Jeffrey Gordon of Codespoti and Associates introduced the luxury hotel concept on behalf of South Dakota-based SBM Hospitality Holdings LLC.

Gordon said the Kelsey Hotel would involve an investment of $ 30 million to $ 35 million from developers to purchase the property and develop a 135-room hotel that would bring in between $ 700,000 and $ 800,000 a year in property taxes.

The proposed project would include an indoor swimming pool, a gym, a rooftop swimming pool and a banquet hall that can accommodate 350 people.

Council Chairman Ron Quagliani, D-At Large, said as a longtime resident he has seen high-end hotels enter the city and be bought by increasingly cheaper hotel brands.

Quagliani said he was concerned that after building a hotel on the waterfront, the developer could retire in several years.

“Is there any assurance that this wouldn’t happen here?” ” he said.

Gordon said location is key.

“There are very, very few waterfront locations available in the area,” he said. “He’s not going to be stigmatized.”

Quagliani also said he was concerned that a multi-story building might not match the landscape of the region.
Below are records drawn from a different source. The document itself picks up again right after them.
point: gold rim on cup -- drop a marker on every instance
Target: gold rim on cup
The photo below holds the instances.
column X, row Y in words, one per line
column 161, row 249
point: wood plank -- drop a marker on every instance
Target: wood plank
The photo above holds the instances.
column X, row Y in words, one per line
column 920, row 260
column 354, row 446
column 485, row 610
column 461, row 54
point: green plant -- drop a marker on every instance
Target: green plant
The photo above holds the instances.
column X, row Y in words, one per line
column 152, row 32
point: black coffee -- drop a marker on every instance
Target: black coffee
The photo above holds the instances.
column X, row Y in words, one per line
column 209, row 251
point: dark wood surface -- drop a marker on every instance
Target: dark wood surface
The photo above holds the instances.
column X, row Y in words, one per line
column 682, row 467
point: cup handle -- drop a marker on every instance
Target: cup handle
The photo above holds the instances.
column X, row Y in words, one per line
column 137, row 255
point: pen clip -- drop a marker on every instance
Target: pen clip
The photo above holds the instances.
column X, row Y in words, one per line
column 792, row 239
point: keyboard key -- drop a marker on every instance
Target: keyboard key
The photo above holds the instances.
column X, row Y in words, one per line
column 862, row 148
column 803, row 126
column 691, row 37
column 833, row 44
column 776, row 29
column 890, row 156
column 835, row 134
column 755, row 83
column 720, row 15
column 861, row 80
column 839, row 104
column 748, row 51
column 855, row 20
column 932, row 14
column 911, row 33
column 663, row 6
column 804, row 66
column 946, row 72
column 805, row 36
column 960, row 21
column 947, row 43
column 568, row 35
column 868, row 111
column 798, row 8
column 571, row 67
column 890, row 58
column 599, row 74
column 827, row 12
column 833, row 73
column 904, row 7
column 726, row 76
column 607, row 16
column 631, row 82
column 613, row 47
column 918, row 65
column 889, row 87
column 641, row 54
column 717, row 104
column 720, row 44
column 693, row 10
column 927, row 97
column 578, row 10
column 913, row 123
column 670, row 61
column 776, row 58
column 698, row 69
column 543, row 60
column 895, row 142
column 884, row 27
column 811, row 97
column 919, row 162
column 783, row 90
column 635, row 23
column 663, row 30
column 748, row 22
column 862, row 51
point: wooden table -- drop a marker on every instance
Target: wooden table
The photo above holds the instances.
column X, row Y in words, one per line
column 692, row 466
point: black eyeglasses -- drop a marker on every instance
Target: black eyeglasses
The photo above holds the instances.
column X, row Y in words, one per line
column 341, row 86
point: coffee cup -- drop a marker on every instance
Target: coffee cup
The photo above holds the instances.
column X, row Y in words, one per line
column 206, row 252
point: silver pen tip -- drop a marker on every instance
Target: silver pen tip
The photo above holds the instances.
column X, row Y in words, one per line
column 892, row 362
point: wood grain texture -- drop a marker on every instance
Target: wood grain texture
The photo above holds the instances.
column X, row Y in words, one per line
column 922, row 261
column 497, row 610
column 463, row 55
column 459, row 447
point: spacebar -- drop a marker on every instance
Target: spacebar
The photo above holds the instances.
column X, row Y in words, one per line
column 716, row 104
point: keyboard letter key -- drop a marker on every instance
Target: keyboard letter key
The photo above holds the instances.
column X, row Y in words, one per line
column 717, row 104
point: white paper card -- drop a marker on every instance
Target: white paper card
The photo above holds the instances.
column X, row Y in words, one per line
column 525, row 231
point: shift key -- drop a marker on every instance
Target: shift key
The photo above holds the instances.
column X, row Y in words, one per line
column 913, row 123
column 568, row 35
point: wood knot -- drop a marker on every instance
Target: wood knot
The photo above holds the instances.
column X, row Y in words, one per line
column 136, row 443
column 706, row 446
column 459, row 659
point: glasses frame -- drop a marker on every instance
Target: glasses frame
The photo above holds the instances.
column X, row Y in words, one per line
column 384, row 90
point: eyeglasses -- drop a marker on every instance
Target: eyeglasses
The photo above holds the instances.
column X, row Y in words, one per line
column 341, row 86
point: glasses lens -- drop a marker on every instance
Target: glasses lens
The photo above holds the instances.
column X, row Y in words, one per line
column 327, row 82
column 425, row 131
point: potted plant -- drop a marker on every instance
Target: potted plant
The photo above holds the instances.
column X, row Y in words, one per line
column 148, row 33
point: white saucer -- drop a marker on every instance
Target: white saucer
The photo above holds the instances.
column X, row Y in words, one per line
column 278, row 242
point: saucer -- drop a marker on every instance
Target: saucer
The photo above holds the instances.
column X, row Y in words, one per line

He said he believed the waterfront was not the right location for the project and that a hotel concept might be better suited to the station area.

City Councilor Peter Massaro, D-2, said he had concerns about what could happen if the project goes in circles.

“We’re going to end up with a Debonair again,” he said, referring to the beachfront hotel which was run down and vacant for almost a decade before being very recently bought by a developer.

Massaro also asked Gordon if the proposal would include purchasing the site; Gordon said he would, due to the developer’s estimated $ 35 million investment.

Massaro said the proposal could be more attractive if it involved leasing the property to the city; Company attorney Lee Tiernan then stood next to Gordon at the microphone to advise against negotiating in public.

Mayor Nancy Rossi shared two reasons why she thought the hotel concept “would be a huge mistake for the city of West Haven”. The height, she said, would block the view of the water from the road, and the sale of the property would also reduce the city’s leverage should the area ever be released by the developer.

“What if it doesn’t work and we sold it.” Now we have no property rights, ”she said. “We are very lucky in West Haven, we have a beautiful property. “

Quagliani has set a date for a public hearing on the proposals for November 22.